On notera au passage une petite erreur de sémantique : on ne doit pas parler de réduction de la dépense publique mais d'un transfert de dépense puisque les exonérations consenties aux entreprises doivent normalement être compensées par des versements du budget de l'état vers les caisses d'allocations familiales. Ces versements deviennent donc des dépenses publiques!!!! A moins que le gouvernement ne décide de baisser ou supprimer certaines allocations familiales.

Et encore une fois si les mesures en faveur des entreprises sont relativement précises et chiffrées les contreparties restent dans un flou même pas artistique.

De l'ennemi de la finance au copain des banquiers

Là où Hollande a été vraiment en dessous de tout c'est dans la mise au pas des banques.

On est passé de "mon véritable adversaire c'est le monde de la finance " (François Hollande au Bourget 22 Janvier 2012) à "notre amie c'est la finance la bonne finance" (Michel Sapin ami et ministre des finances de François Hollande 06 Juillet 2014)

Dans les 60 engagements du candidat socialiste on pouvait lire :

7 – Je veux mettre les banques au service de l’économie

Je séparerai les activités des banques qui sont utiles à l’investissement et à l’emploi, de leurs opérations spéculatives. J’interdirai aux banques françaises d’exercer dans les paradis fiscaux. Il sera mis fin aux produits financiers toxiques qui enrichissent les spéculateurs et menacent l’économie. Je supprimerai les stock-options, sauf pour les entreprises naissantes, et j’encadrerai les bonus. Je taxerai les bénéfices des banques en augmentant leur imposition de 15 %. Je proposerai la création d’une taxe sur toutes les transactions financières ainsi que d’une agence publique européenne de notation.

C'est beau comme l'antique on croirait presque lire du Keynes

Hélas rien ou presque n'a été fait.

La loi de réforme bancaire a été adoptée par le parlement en Juillet 2013. En fait de séparation la loi impose aux banques de créer une filiale autonome qui regroupera toutes les activités hautement spéculatives du groupe, le ministre de l'économie pourra plafonner la tailles des activités de la banque sur les marchés en fixant un seuil au-delà duquel les activités de tenue de marché sont filialisées.

En clair cela veut dire que les banques pourront continuer à jouer en bourse jusqu'à un certain seuil au delà duquel elles devront créer une filiale. Pas vraiment de quoi inquiéter les banques.

Depuis plus de deux ans qu'il est en fonction, François Hollande a contribué avec ses renoncements successifs devant les vraies réformes à mener en rupture réelle et concrète de ce que faisait son prédécesseur à la perte de la gauche dans ce pays.

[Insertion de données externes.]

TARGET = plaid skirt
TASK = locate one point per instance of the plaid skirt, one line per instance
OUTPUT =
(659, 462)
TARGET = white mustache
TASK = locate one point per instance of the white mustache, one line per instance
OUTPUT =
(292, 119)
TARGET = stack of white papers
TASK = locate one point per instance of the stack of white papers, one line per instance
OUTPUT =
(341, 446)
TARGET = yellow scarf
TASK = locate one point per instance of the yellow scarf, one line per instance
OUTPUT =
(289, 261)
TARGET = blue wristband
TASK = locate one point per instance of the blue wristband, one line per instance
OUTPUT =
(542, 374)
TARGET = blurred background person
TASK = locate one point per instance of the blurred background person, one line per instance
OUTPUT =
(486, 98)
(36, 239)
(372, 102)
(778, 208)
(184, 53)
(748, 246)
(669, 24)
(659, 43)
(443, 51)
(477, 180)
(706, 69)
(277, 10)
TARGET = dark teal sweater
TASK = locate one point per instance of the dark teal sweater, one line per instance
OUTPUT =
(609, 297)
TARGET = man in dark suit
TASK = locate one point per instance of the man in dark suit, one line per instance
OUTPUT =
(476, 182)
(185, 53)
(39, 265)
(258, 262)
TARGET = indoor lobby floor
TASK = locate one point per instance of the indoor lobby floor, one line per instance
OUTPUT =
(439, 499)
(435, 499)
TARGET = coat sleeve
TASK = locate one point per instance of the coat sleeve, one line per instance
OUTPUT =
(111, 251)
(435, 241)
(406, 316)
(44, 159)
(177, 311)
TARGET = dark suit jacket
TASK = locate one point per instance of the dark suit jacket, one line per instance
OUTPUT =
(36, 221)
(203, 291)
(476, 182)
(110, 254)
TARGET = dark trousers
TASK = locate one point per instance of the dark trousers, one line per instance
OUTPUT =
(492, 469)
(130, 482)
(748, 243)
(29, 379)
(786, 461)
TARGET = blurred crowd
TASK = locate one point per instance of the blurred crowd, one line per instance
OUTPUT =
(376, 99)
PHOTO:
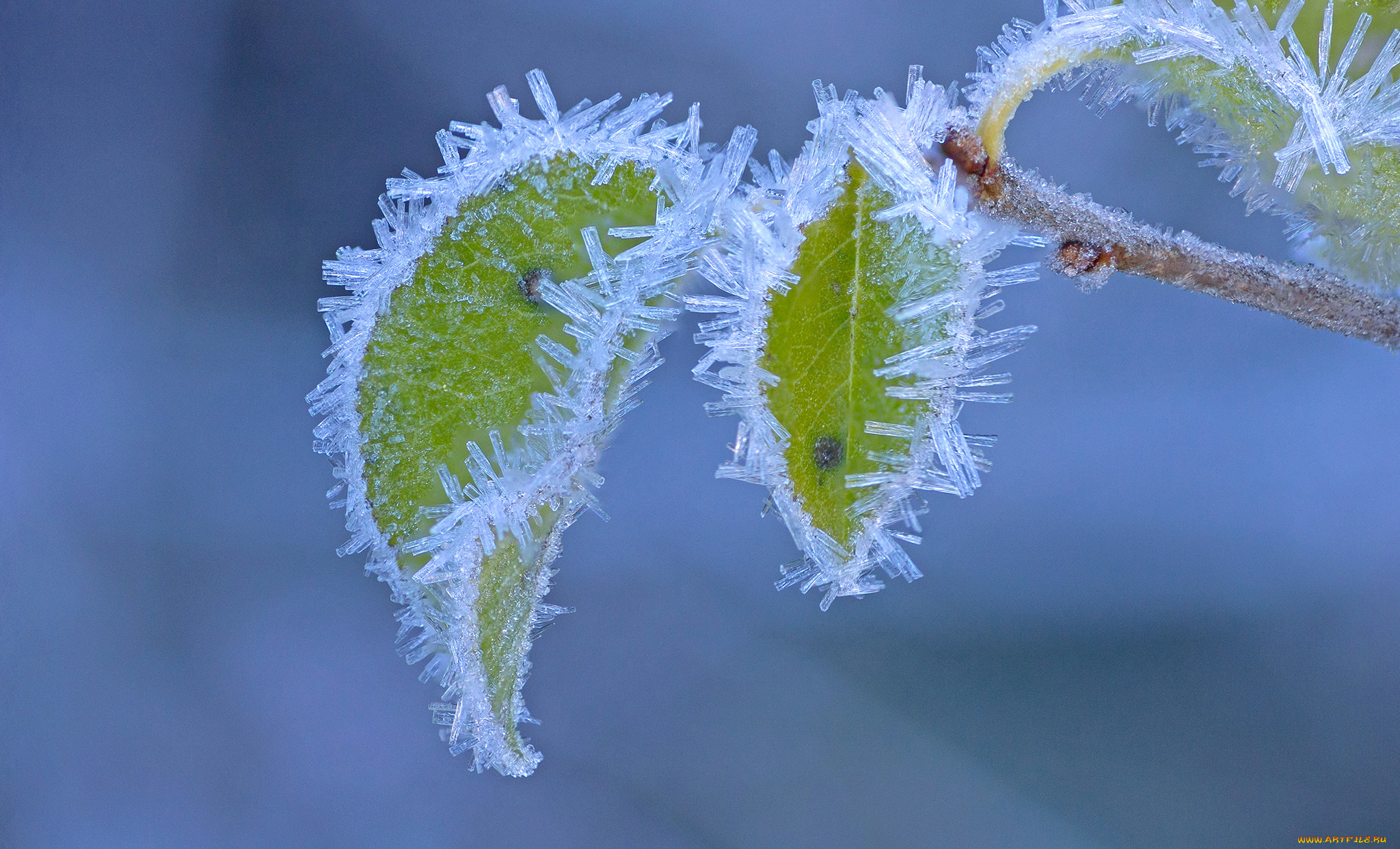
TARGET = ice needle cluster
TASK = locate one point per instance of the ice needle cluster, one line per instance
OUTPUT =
(848, 335)
(1309, 139)
(471, 562)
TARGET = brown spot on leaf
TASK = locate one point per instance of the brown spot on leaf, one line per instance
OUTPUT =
(531, 282)
(828, 453)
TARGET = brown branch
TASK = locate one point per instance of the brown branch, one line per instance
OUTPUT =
(1095, 241)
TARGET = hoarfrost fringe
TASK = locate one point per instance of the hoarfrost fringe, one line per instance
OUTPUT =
(565, 431)
(764, 232)
(1333, 118)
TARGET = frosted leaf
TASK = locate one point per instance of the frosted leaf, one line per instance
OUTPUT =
(489, 347)
(846, 341)
(1298, 131)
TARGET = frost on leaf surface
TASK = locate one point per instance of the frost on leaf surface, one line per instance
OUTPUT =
(1295, 104)
(854, 280)
(486, 349)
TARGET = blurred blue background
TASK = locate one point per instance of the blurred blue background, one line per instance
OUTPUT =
(1170, 618)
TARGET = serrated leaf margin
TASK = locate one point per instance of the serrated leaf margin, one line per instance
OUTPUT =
(567, 429)
(764, 232)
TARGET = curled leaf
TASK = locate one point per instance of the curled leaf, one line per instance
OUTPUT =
(1295, 107)
(487, 349)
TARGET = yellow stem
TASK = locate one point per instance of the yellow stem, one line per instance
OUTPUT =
(1023, 73)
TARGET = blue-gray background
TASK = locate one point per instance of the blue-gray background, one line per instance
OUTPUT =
(1170, 618)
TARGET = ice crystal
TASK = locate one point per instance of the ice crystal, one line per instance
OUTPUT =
(472, 571)
(1295, 135)
(860, 248)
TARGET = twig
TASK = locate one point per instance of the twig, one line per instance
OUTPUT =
(1095, 241)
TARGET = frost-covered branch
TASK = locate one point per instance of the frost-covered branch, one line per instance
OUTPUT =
(1095, 241)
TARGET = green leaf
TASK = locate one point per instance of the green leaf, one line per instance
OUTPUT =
(509, 587)
(454, 356)
(833, 329)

Lui président de la République a renoncé à mener une politique de la relance par la demande cédant aux patrons les plus réacs et autres sociaux libéraux dont il se prétend aujourd'hui être

Lui président de la République a renoncé à entreprendre une véritable réforme du système bancaire et financier probablement à cause du syndrome de Stockholm dont est victime la quasi totalité des dirigeants Européens pris en otages par un système financier triomphant.

Lui président de la République a renoncé à infléchir et changer la politique de l'Europe et de l'Euro et à imposer au peuple français une austérité jamais atteinte

Lui président de la République a renoncé à la transition énergétique.

Lui président de la République a renoncé......

Tout ces renoncements conduisent inéluctablement à la chronique d'une mort annoncée : celle d'une gauche prétendument responsable (mais pas coupable!) incapable de mener une véritable politique de progrès sociale.